Scotland’s Green Transition is happening, but remains far from Just
A new report from the CBI this week has revealed that the number of jobs in Scotland’s renewable energy sector has now exceeded the number of jobs in the oil and gas sector. 105,000 people are now employed in and around renewables compared to 83,000 in oil and gas. This also means that renewable energy jobs don’t just exceed oil and gas job numbers this year, but are higher than the latter number was as far back as 2018.
This is now an irreversible trend. The Green Transition is happening and has passed its tipping point. Oil and Gas will never be as significant to the Scottish economy as renewables now will be in precisely the same way that those fluid fossil fuels supplanted the coal industry just a few decades ago.
But therein lies the warning to the Government. The gross “number of jobs” in a sector does not tell us nearly enough of the full story of the transition we’re getting compared to the one we were promised. The transition is happening, but it may not be a Just Transition.
The Just Transition is a set of principles that foresaw this tipping point coming (Common Weal is a member of the Just Transition Partnership – an advisory and advocacy group set up in 2016 to promote these principles) and tried to learn the lessons of the demise of the coal industry which saw entire communities devastated when what was often the keystone employer shut up and left without any kind of coherent replacement or transition being in place. Many of those communities are still some of Scotland’s poorest and most deprived.

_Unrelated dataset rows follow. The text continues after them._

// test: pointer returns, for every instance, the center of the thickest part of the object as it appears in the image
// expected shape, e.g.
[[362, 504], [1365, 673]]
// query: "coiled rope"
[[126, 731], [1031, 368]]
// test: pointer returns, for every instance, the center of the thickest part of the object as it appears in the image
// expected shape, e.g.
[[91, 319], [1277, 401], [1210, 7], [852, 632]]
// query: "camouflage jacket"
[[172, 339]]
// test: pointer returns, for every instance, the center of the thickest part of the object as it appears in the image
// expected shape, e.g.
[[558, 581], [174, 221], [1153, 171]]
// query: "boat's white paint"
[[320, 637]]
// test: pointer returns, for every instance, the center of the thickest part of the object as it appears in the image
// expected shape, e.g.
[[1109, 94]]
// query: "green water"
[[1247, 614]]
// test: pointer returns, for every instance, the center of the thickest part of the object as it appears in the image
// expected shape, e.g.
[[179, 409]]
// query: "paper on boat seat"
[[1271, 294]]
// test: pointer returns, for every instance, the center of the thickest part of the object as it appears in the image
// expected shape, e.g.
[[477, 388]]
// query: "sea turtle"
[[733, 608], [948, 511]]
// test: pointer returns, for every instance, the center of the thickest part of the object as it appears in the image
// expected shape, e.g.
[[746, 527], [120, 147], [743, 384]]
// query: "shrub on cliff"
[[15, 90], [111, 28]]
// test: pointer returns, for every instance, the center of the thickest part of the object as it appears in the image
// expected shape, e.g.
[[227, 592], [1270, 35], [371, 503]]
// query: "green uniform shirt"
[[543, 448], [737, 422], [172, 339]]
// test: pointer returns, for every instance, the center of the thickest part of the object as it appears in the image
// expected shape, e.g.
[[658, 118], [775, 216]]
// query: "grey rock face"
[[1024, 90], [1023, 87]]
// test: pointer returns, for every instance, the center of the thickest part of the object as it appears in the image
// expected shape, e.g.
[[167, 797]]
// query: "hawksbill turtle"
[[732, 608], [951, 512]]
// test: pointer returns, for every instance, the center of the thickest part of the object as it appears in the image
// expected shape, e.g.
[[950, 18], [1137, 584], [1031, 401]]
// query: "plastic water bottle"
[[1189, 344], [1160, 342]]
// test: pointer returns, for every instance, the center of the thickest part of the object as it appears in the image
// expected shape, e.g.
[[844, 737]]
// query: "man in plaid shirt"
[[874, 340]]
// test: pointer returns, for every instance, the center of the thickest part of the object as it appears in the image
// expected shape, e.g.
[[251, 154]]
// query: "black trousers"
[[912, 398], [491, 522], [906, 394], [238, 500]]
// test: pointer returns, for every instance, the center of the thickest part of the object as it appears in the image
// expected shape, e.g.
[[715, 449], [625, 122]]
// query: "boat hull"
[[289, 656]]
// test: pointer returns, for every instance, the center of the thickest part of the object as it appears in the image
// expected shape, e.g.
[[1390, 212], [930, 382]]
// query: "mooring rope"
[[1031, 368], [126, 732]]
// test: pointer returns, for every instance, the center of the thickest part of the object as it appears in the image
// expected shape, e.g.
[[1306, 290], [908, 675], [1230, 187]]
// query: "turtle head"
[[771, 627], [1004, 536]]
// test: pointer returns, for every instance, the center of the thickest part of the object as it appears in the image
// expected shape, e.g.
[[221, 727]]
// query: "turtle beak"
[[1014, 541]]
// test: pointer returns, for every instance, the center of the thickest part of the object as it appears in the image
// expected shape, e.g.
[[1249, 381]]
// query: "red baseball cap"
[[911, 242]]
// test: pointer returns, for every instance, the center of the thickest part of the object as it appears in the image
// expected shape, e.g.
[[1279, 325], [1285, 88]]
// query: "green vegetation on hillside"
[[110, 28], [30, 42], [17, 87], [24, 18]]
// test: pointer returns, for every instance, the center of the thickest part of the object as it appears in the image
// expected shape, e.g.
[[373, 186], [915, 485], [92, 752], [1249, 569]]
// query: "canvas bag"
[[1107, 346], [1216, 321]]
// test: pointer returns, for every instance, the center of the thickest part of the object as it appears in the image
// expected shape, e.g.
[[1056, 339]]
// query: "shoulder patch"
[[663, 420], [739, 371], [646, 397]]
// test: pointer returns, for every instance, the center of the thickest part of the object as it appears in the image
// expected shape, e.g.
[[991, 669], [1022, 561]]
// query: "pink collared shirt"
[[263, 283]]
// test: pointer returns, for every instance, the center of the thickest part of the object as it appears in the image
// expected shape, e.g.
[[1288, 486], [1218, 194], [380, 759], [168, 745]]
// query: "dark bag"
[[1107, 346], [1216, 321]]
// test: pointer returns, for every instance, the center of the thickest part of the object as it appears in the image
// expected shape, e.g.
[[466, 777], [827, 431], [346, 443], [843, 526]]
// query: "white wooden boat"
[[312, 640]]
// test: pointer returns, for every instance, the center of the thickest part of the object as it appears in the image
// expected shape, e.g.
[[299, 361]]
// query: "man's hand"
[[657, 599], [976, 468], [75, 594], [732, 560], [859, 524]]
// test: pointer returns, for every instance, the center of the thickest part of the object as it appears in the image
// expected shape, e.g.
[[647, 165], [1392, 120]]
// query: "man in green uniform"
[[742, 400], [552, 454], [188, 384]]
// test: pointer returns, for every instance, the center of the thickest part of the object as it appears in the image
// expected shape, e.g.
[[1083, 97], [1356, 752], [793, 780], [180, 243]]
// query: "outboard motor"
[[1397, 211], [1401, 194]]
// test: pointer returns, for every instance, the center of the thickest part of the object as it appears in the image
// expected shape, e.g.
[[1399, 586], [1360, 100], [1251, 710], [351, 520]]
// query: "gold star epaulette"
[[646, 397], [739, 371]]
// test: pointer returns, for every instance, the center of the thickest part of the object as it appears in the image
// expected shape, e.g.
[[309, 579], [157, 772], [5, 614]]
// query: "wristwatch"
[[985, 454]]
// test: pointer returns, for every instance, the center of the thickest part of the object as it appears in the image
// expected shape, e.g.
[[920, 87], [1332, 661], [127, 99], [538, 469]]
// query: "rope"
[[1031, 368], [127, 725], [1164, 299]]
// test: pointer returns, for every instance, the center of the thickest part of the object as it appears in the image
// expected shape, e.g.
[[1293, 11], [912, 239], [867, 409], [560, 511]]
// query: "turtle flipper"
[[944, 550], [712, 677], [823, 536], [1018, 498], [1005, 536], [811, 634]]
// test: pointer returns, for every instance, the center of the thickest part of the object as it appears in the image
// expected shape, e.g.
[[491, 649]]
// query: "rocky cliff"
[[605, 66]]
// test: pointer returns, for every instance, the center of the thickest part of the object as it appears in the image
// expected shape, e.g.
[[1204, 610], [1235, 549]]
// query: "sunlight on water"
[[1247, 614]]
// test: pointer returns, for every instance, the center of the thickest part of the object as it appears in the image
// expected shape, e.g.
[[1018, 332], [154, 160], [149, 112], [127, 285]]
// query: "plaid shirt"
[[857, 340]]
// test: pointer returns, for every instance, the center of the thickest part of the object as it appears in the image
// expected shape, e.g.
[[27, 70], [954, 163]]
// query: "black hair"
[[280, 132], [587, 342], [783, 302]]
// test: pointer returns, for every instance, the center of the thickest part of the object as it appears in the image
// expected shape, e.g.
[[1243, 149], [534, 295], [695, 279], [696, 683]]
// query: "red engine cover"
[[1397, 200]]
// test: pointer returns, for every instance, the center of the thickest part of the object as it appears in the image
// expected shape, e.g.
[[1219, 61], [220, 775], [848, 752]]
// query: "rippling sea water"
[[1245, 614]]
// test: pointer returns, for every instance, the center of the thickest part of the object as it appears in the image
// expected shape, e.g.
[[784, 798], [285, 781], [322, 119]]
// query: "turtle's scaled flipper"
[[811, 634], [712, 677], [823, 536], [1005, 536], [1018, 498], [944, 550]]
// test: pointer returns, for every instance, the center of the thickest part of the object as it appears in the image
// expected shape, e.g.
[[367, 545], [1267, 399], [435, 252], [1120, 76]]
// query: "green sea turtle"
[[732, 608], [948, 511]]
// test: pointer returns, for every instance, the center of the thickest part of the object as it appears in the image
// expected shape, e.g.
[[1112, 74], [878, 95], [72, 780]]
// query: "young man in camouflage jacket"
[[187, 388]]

One of the main principles of the Just Transition is that it should directly support workers to make the jump from a fossil fuel job to a renewable energy one. We know that it’s possible. The skills involved in working on an offshore oil rig are very highly compatible with the jobs required to erect and maintain offshore wind turbines.

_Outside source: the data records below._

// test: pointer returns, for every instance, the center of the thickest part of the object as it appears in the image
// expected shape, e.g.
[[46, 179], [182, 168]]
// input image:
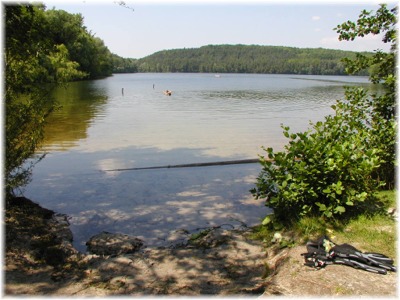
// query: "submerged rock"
[[107, 243]]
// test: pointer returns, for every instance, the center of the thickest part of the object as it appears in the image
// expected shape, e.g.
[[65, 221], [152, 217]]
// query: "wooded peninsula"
[[247, 59], [79, 46]]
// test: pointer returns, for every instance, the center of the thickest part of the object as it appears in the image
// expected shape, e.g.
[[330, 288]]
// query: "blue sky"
[[157, 25]]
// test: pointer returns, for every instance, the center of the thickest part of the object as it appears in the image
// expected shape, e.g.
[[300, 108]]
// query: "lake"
[[126, 121]]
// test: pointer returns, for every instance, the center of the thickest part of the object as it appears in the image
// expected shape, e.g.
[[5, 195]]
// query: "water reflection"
[[151, 204], [206, 119], [80, 103]]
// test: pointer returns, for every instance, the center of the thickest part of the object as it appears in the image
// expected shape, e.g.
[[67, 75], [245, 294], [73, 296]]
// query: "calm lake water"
[[125, 121]]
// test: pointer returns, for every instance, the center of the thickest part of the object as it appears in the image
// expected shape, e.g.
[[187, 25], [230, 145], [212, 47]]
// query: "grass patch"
[[370, 232]]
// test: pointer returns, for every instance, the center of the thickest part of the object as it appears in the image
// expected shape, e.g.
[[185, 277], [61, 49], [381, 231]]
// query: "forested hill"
[[247, 59]]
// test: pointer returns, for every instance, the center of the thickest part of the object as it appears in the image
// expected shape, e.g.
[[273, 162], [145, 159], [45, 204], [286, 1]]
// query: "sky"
[[141, 28]]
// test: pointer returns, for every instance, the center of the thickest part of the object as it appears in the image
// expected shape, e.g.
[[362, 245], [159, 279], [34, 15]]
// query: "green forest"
[[247, 59], [78, 45]]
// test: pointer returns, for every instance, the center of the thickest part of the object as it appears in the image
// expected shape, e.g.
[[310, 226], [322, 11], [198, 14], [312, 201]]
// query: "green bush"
[[334, 169], [325, 171]]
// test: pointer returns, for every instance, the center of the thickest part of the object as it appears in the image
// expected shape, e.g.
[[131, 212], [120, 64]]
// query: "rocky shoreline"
[[40, 260]]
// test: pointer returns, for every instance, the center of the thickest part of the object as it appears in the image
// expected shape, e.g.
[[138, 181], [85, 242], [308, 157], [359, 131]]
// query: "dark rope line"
[[206, 164]]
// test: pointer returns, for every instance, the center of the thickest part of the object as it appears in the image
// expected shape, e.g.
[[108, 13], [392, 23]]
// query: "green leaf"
[[340, 209], [267, 220], [326, 191]]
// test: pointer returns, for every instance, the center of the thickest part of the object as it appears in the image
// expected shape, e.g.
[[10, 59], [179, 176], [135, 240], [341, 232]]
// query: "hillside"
[[247, 59]]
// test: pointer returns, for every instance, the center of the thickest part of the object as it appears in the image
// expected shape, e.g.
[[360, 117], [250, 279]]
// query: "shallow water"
[[207, 118]]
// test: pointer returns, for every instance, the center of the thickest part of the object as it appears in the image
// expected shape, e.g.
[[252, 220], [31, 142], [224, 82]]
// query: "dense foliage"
[[124, 65], [247, 59], [88, 51], [335, 168], [42, 49]]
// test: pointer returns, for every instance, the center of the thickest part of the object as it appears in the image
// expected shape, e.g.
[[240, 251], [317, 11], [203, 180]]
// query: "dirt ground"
[[221, 262]]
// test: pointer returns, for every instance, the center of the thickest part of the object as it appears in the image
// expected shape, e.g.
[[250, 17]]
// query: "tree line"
[[248, 59]]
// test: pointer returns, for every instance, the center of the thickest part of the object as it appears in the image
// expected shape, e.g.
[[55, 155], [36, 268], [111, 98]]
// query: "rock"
[[107, 243]]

But we don’t know if it is happening. The raw numbers of jobs don’t tell us if oil workers are becoming renewable energy workers or whether they are simply being fired and a new engineer is replacing them.
This is why in 2021 – half a decade ago now – Common Weal drove and won a campaign to pass a motion at the SNP conference to create a Just Transition Jobs Register that would track the number of fossil fuel workers who wanted to transition to renewables, would count the number who actually made the jump, and would act as a facilitation mechanism to help make that jump happen.
Unfortunately, the Scottish Government has yet to adopt their own party policy on this, which is why the Herald article breaking the CBI story today points out that the Government is reliant on outside sources like the CBI to monitor the Transition rather than doing the work itself.
There are more aspects to the Just Transition than merely ensuring that the workers move jobs. There are still major issues with wage disparities, work conditions, trade union penetration and representation that also need to be addressed. It’s not just the job that needs to transition – livelihoods need to be protected as well.
The CBI report is broadly good news for Scotland. It shows that we are moving towards the long-predicted energy future at a pace. But it appears to be happening despite insufficient action from the Scottish Government and despite outright climate denial from parties on the Right. We would all be better off if a more strategic approach were taken to make sure that the transition moves even more rapidly than it currently is, and that once it is complete, we look back at the Just Transition that happened with pride, as we move away from oil and not with the shame of broken lives that happened when we moved away from coal.